Five months after performing a test that put the smart speakers of multiple companies in the spotlight to determine how well they performed in various categories, Loup Ventures is back today with an IQ test focused entirely on digital AI assistants. To get the necessary results, the researchers asked Siri, Google Assistant, Alexa, and Cortana 800 questions each on a smartphone, and compared their findings to a previous AI test held in April 2017.
For Siri in the new test, Apple's AI helper understood 99 percent of the queries and answered 78.5 percent of them correctly. That's an improvement on a similar AI-focused test from April 2017 (66.1 percent of 800 questions answered correctly).

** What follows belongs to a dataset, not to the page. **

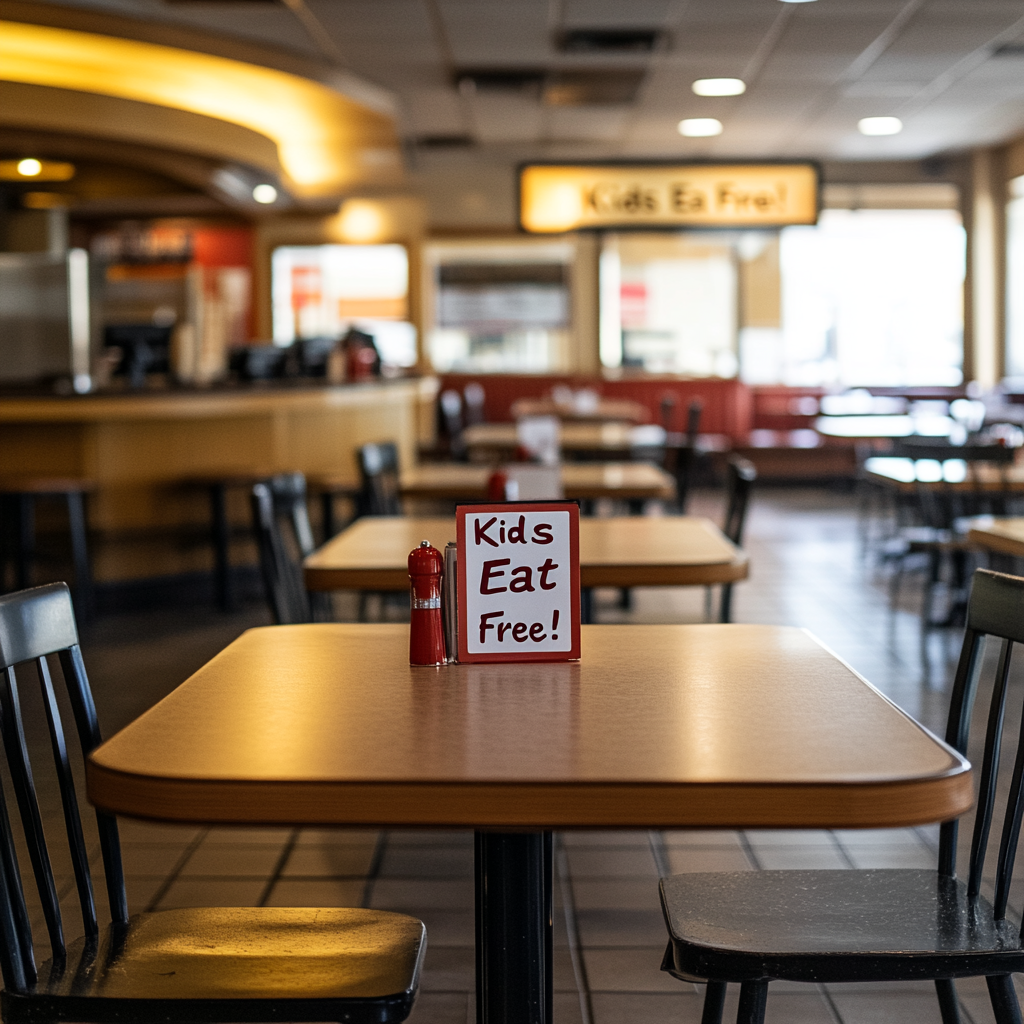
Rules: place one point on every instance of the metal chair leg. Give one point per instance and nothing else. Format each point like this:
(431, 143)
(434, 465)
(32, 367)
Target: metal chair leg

While Loup Ventures looked at similar methodologies when testing smart speakers in February, the researchers explain that it's "not worthwhile to compare" the results across these tests since "the use cases differ greatly between digital assistants and smart speakers."
This is particularly true for Siri on HomePod, which performs well in certain areas but is largely limited to the amount of actions it can perform on the speaker itself. This led Apple's HomePod to become relegated to the "bottom of the totem pole" in an AI assistant performance test during Loup Venture's smart speaker research in February, with Siri answering 52.3 percent of 782 total questions correctly, across the same five categories as the new test.

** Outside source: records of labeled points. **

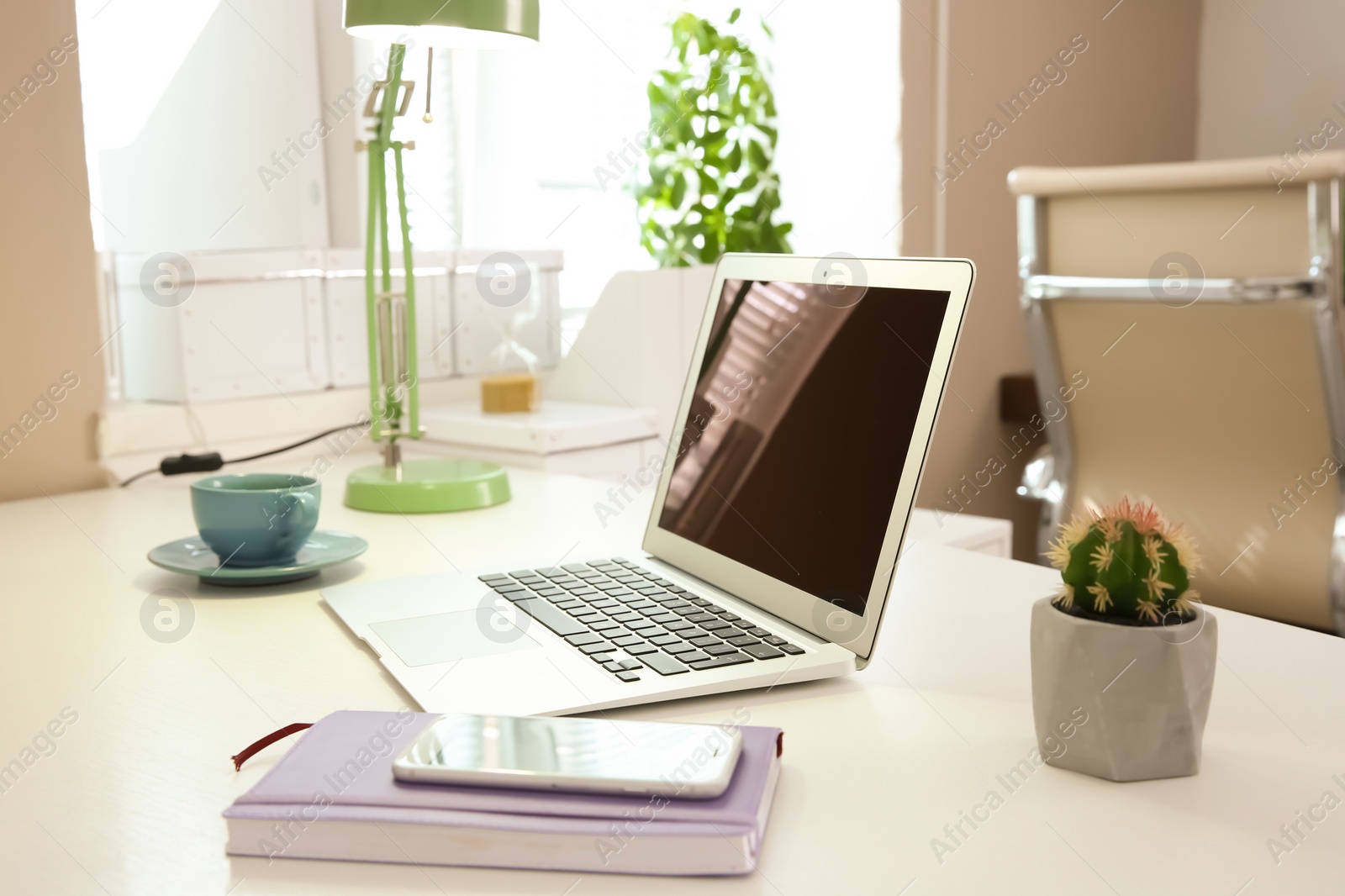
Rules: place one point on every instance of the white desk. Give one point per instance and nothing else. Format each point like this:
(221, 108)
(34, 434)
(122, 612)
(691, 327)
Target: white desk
(876, 764)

Loup Ventures grades each digital assistant on two metrics: "Did it understand what was being asked?" and "Did it deliver a correct response?" Questions came from five categories, including Local (example: "Where is the nearest coffee shop?"), Commerce ("Can you order me more paper towels?"), Navigations ("How do I get to uptown on the bus?"), Information ("Who do the Twins play tonight?"), and Command ("Remind me to call Steve at 2pm today").
Questions were asked of Siri on an iPhone running iOS 11.4, Google Assistant on a Pixel XL, Alexa on the iOS app, and Cortana on the iOS app. Siri's best category was Command (90 percent of questions answered correctly), outperforming all rivals when asked to control aspects of the iPhone, smart home products, Apple Music, and more. Following Command, Siri performed well in Local (87 percent), Navigation (83 percent), and began dipping in Information (70 percent) and Commerce (60 percent).

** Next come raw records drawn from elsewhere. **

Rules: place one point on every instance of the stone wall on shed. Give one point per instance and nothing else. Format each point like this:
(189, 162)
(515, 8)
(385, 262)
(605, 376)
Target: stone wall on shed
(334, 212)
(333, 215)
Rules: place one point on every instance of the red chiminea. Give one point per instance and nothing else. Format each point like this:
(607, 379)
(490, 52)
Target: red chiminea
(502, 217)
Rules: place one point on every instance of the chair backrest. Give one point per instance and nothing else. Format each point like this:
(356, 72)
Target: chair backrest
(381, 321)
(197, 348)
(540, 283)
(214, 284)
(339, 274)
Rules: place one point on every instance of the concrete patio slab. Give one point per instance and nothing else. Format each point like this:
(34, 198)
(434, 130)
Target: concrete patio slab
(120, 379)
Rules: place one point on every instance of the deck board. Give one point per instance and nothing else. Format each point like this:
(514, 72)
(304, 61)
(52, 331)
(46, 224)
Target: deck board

Google Assistant has the edge in every category except Command. Siri’s lead over the Assistant in this category is odd, given they are both baked into the OS of the phone rather than living on a 3rd party app (as Cortana and Alexa do). We found Siri to be slightly more helpful and versatile (responding to more flexible language) in controlling your phone, smart home, music, etc. Our question set also includes a fair amount of music-related queries (the most common action for smart speakers). Apple, true to its roots, has ensured that Siri is capable with music on both mobile devices and smart speakers.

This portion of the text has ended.